Committee chairman Chuck Zenner said he understood where Mildbrand was coming from, but was not sure about starting with a cut or that a one-size-fits-all approach was the best route to take.
There was discussion about the impact of replacing long-time employees with new ones. Finance director Larry Brandl said this probably would not have a large impact. It was also noted that there were a number of ongoing vacancies including in the sheriff’s department where they are down two road deputy positions and two jailers. “There have been some savings, but it also creates overtime,” said committee member Lester Lewis, noting there is a balancing effect.
“I don’t think we have a real choice,” said committee member Ray Soper. “If we go with zero we will need to come up with other sources. . . . We are not going to be able to tax ourselves to a zero percent increase.”
Lewis said the state concerns are more complex. While state officials have talked about a $780 million deficit, he noted that income taxes are just being filed this week and that the amount of revenue will increase.
“Let’s put it this way, it is not going to go up,” Zenner said of the guidance to give to departments. He noted that some will just not be able to cut.

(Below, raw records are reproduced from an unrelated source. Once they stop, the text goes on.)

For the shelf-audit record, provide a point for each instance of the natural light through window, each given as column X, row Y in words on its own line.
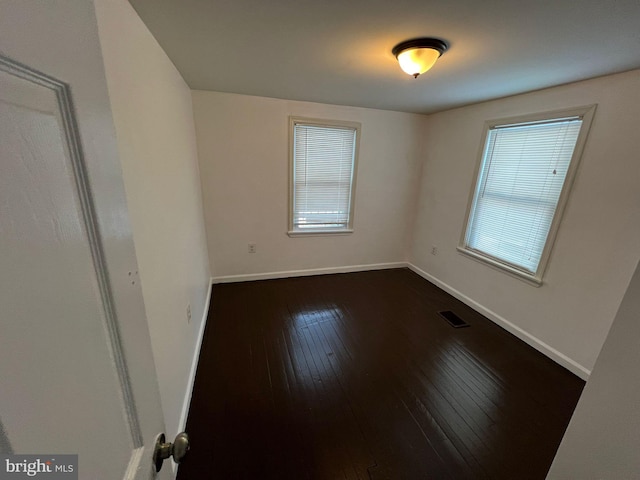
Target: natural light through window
column 323, row 169
column 525, row 172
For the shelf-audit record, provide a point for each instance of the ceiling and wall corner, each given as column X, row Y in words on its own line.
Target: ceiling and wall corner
column 340, row 52
column 153, row 119
column 596, row 247
column 298, row 56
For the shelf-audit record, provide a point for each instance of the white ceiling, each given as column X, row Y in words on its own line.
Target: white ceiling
column 339, row 51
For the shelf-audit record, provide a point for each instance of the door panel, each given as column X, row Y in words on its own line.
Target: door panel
column 76, row 369
column 55, row 331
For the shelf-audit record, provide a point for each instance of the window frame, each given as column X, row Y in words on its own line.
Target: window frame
column 297, row 232
column 586, row 113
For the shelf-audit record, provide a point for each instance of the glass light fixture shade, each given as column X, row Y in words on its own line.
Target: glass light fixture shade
column 416, row 61
column 418, row 55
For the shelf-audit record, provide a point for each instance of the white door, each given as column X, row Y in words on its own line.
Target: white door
column 76, row 369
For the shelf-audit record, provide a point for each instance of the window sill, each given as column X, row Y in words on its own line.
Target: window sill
column 514, row 272
column 319, row 233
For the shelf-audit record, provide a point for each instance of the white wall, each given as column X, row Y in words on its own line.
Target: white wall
column 603, row 436
column 597, row 244
column 156, row 139
column 243, row 152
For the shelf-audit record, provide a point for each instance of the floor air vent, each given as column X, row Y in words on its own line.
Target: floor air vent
column 454, row 320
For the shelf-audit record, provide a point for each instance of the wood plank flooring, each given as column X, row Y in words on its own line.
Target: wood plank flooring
column 356, row 376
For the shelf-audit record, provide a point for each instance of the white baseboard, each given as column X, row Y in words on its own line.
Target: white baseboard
column 305, row 273
column 535, row 342
column 194, row 363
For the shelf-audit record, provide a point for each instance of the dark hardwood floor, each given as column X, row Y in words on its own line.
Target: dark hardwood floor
column 356, row 376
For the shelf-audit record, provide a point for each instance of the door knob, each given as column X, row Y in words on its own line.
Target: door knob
column 178, row 449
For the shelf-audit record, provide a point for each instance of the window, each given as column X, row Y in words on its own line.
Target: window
column 526, row 168
column 323, row 164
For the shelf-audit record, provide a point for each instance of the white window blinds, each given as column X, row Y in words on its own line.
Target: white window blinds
column 521, row 177
column 323, row 171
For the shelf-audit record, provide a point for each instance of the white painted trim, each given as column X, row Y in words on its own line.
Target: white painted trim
column 535, row 342
column 194, row 362
column 305, row 273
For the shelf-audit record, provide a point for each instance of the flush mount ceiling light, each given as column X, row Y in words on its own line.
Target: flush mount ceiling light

Committee members had discussed reducing the number of budget review sessions this fall, but came around to saying that this year they may be more important than ever as the finance committee needs to work with the departments to find places to save money or increase revenues.
“Maybe this year the department can come in and show us different ways we can save money,” said county board chairman Jim Metz. “Maybe they can help us.”

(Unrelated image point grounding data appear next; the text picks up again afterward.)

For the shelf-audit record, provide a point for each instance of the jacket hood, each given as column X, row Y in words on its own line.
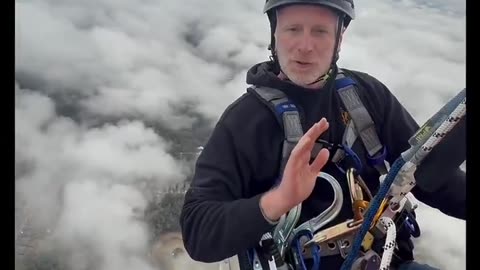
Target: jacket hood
column 264, row 74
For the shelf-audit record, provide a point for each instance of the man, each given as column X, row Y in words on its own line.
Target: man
column 231, row 202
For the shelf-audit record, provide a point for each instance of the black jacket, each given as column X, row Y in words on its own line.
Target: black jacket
column 221, row 215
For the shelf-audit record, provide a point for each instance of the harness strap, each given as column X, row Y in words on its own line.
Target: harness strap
column 361, row 125
column 290, row 119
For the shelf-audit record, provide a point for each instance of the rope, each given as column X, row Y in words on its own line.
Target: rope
column 419, row 153
column 390, row 242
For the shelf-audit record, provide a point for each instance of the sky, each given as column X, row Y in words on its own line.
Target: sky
column 108, row 92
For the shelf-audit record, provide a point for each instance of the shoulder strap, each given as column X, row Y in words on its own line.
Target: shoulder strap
column 362, row 124
column 288, row 116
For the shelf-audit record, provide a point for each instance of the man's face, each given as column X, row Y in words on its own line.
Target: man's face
column 305, row 38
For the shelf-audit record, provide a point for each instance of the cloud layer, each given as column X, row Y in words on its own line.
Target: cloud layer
column 107, row 92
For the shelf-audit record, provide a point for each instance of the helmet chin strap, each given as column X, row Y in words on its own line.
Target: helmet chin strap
column 326, row 76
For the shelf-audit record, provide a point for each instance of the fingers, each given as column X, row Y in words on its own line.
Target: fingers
column 305, row 144
column 320, row 160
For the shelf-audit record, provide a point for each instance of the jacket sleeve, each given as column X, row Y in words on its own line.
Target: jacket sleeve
column 398, row 126
column 217, row 222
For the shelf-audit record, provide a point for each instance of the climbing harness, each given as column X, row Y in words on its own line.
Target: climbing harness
column 400, row 179
column 374, row 218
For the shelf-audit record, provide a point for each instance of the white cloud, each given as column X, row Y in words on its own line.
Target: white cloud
column 142, row 62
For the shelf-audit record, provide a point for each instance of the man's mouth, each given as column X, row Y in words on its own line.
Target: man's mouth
column 302, row 63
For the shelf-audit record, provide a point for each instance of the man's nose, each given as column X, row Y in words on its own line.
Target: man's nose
column 306, row 43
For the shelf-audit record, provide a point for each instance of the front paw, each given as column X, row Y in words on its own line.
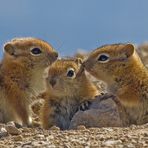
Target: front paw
column 84, row 106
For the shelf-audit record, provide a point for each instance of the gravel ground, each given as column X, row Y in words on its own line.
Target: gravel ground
column 133, row 136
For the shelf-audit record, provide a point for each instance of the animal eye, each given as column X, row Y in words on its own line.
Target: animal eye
column 70, row 72
column 36, row 51
column 103, row 58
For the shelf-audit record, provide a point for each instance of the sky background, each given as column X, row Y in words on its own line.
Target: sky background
column 69, row 25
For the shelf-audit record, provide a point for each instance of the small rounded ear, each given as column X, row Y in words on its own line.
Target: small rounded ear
column 129, row 50
column 8, row 48
column 79, row 61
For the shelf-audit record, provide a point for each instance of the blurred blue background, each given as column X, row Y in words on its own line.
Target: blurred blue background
column 79, row 24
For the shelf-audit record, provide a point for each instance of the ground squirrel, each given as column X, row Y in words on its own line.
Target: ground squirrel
column 21, row 76
column 121, row 68
column 67, row 89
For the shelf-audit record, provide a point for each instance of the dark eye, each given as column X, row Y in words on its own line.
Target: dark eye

Zenner agreed saying the department heads know their budgets better than anyone.
Lewis suggested the county may want to consider a wage freeze for the coming year including freezing scheduled step increases.

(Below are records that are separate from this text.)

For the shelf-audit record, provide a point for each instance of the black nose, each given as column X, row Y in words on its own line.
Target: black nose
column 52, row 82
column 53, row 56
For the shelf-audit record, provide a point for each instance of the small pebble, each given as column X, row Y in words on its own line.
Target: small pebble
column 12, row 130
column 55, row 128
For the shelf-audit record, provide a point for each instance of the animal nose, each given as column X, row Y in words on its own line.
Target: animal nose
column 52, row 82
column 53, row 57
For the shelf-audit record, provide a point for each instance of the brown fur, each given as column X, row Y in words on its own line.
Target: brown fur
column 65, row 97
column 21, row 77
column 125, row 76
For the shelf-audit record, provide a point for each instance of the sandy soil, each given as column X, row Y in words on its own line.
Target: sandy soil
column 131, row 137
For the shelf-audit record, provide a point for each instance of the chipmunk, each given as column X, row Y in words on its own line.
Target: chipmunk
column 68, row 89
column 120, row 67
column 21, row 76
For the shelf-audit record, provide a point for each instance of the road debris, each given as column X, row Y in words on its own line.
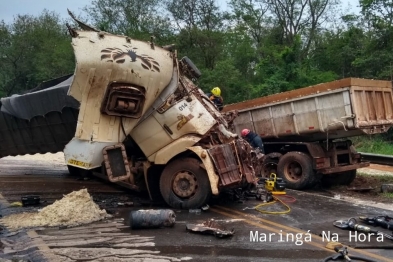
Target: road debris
column 74, row 209
column 30, row 200
column 210, row 227
column 152, row 218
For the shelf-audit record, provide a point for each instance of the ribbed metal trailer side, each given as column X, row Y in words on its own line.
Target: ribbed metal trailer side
column 42, row 134
column 344, row 108
column 305, row 131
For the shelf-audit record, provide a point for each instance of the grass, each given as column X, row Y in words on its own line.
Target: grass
column 388, row 195
column 373, row 144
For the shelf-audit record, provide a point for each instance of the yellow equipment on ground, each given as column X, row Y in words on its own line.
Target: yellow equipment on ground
column 275, row 185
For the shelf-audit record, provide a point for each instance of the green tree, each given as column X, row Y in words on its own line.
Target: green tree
column 140, row 19
column 33, row 49
column 200, row 27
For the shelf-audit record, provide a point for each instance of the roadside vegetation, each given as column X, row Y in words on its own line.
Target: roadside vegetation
column 249, row 48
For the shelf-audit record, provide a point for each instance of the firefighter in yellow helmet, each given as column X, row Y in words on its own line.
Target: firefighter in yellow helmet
column 216, row 98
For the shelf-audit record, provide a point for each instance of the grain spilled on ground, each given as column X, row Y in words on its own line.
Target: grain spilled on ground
column 76, row 208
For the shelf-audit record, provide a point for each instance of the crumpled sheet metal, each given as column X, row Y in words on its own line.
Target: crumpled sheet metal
column 210, row 227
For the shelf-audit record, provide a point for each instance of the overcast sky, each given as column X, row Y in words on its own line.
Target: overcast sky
column 10, row 8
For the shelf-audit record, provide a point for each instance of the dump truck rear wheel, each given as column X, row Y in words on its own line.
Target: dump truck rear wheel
column 269, row 164
column 295, row 168
column 184, row 184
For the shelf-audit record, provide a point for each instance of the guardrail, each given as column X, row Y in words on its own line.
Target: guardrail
column 377, row 158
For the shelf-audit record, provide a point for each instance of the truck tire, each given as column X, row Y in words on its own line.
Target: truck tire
column 184, row 184
column 348, row 177
column 295, row 168
column 269, row 164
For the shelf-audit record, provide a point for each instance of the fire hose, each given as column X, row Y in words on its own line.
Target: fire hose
column 343, row 254
column 352, row 224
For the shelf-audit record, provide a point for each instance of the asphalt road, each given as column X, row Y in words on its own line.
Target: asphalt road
column 295, row 236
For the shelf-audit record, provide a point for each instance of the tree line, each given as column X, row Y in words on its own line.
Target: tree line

“We need to get some real money,” Mildbrand said, of the need to make budget reductions or increased revenues.
Committee members gave their blessing to judge Ann Knox-Bauer moving ahead with audio-visual upgrades in the courtroom. The project includes replacement of video equipment to higher resolution and better quality audio recording. The work will be timed to coincide with a state-funded project to install digital audio recording (DAR) capabilities in the courtroom to be able to record court proceedings when a court reporter is not available.
Knox-Bauer noted that while the need for the new equipment has been highlighted in recent months as court proceedings have gone online due to COVID-19 restrictions, they have been in the works for more than a year. The project was included in the circuit court’s budget that was set last fall.
Mildbrand questioned if the state was still going ahead with their project. Knox-Bauer said the contractor was at the courthouse two weeks ago and was set for the work being done before the end of the year. The project had originally been scheduled to take place in the beginning of March.
“I am all for this,” committee member Tim Hansen said, noting that by technology standards the 9-yearold equipment in use there is considered “ancient.” His concern was if in approving the work, the county would run into conflict with its own ordinance requiring the full county board to vote on spending more than $100,000. Mildbrand said he saw a concern there too. “That seems pretty clear, any transfer in the budget,” he said.
“I don’t think it would be an issue,” said committee chairman Chuck Zenner. He said the ordinance requiring board approval was for non-budgeted expenses that came up during the year. “It is already in her account,” he said.
“If it is in her budget, she doesn’t even need our approval,” Soper said.
Lewis agreed, noting that the highway department routinely spent more than $100,000 at a time for items in its budget without needing specific approval for each expenditure. In this case though, Knox-Bauer said the contractor said they would schedule the work to be done without a formal authorization.
Committee members voted unanimously to authorize the upgrades to take place.